Particularmente, del acontecimiento, hay que destacar que el intercambio superó las argumentaciones legales que se hicieron para objetar este acercamiento; en otras palabras, no hubo ley alguna que se impusiera como razón de Estado para impedir que la decisión política se ejecutara. Este antecedente permite confirmar que el derecho no es la ley y que la justicia no es otra aspiración que el logro de la paz y la convivencia de los pueblos. El derecho es el producto del diálogo múltiple que suscita, finalmente, un consenso.

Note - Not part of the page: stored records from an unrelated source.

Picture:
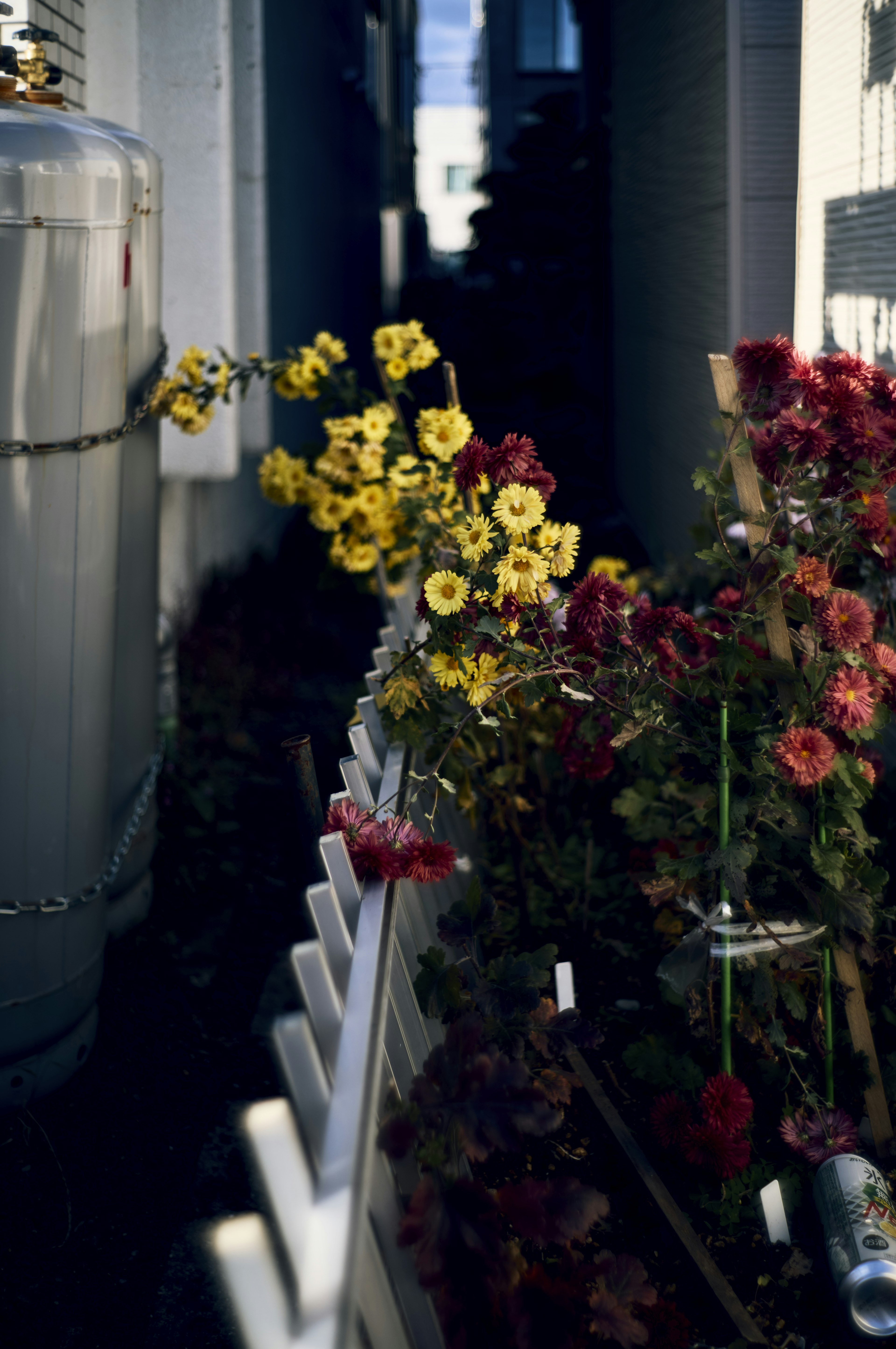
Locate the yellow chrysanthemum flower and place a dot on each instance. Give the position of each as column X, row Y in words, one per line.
column 476, row 537
column 391, row 342
column 192, row 362
column 423, row 355
column 370, row 461
column 342, row 428
column 565, row 555
column 331, row 349
column 447, row 593
column 613, row 567
column 443, row 431
column 519, row 509
column 397, row 368
column 330, row 512
column 188, row 415
column 447, row 671
column 522, row 571
column 481, row 678
column 376, row 423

Tristemente, ese consenso que genera el derecho la mayoría de las veces sólo se consigue cuando la ley del más fuerte ha fracasado, como suele fracasar siempre y ha fracasado a lo largo de la historia. ¿Por qué, entonces, esperar a que la fuerza de la razón se imponga a la razón de la fuerza para convenir las reglas de convivencia que aseguren la paz y la justicia? Sencillamente porque la ley no tiene su origen en la voluntad colectiva sino en la decisión de unos pocos que disfrazan sus intereses con la máscara del mandato general, impersonal y abstracto: la ley, una camisa de fuerza.
Para llegar a este tipo de consensos es indispensable un diálogo constructivo entre las partes en conflicto, apelar a la conciliación, un procedimiento aparentemente novedoso al cual se ha acudido desde que el hombre reconoció que el verbo es la fuente de toda la cultura y la civilización de la humanidad y que en el concierto de las naciones se ha redescubierto como una fórmula mágica, una fórmula que no hace otra cosa que confirmar que el derecho es diálogo.

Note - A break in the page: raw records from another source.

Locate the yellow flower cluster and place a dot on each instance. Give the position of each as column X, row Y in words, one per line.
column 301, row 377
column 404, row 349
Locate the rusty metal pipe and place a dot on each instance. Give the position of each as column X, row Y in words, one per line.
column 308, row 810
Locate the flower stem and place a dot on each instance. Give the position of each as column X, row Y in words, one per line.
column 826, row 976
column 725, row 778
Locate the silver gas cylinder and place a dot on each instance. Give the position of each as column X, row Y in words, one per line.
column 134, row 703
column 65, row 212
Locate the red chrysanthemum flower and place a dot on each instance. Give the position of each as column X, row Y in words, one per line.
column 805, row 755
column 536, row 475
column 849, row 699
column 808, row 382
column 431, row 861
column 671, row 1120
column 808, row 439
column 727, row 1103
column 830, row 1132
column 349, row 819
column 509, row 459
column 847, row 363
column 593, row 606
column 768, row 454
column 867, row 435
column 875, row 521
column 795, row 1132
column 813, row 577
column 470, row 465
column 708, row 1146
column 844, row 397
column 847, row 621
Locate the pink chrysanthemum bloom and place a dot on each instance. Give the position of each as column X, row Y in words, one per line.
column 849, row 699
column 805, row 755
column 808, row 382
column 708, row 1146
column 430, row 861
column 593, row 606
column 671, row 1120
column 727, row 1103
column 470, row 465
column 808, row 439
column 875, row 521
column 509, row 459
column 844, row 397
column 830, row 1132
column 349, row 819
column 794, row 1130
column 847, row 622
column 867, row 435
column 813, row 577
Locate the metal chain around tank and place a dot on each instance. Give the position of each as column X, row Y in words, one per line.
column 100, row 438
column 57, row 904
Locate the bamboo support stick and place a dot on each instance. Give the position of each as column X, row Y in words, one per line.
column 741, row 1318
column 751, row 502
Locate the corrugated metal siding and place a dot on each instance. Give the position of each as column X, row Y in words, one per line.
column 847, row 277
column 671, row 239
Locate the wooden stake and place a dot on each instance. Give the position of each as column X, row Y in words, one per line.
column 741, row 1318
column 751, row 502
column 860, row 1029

Si la paz es un derecho y una obligación, como lo proclama solemnemente el derecho fundamental, hay que idear métodos que hagan posible ese mandato y reconocer que únicamente el poder de la razón puede superar las crueldades del poder absoluto de los bárbaros. Intentar la reconciliación ha sido una de las tareas que las naciones han ensayado a lo largo se su existencia y a no dudarlo no han sido ensayos en vano. La historia registra páginas indelebles que enseñan cómo los pueblos se pueden conducir a la concordia sin pensar exclusivamente en arrasar a los contrarios. Si no, ¿entonces para qué hablar de la Democracia como forma de gobierno perfecta?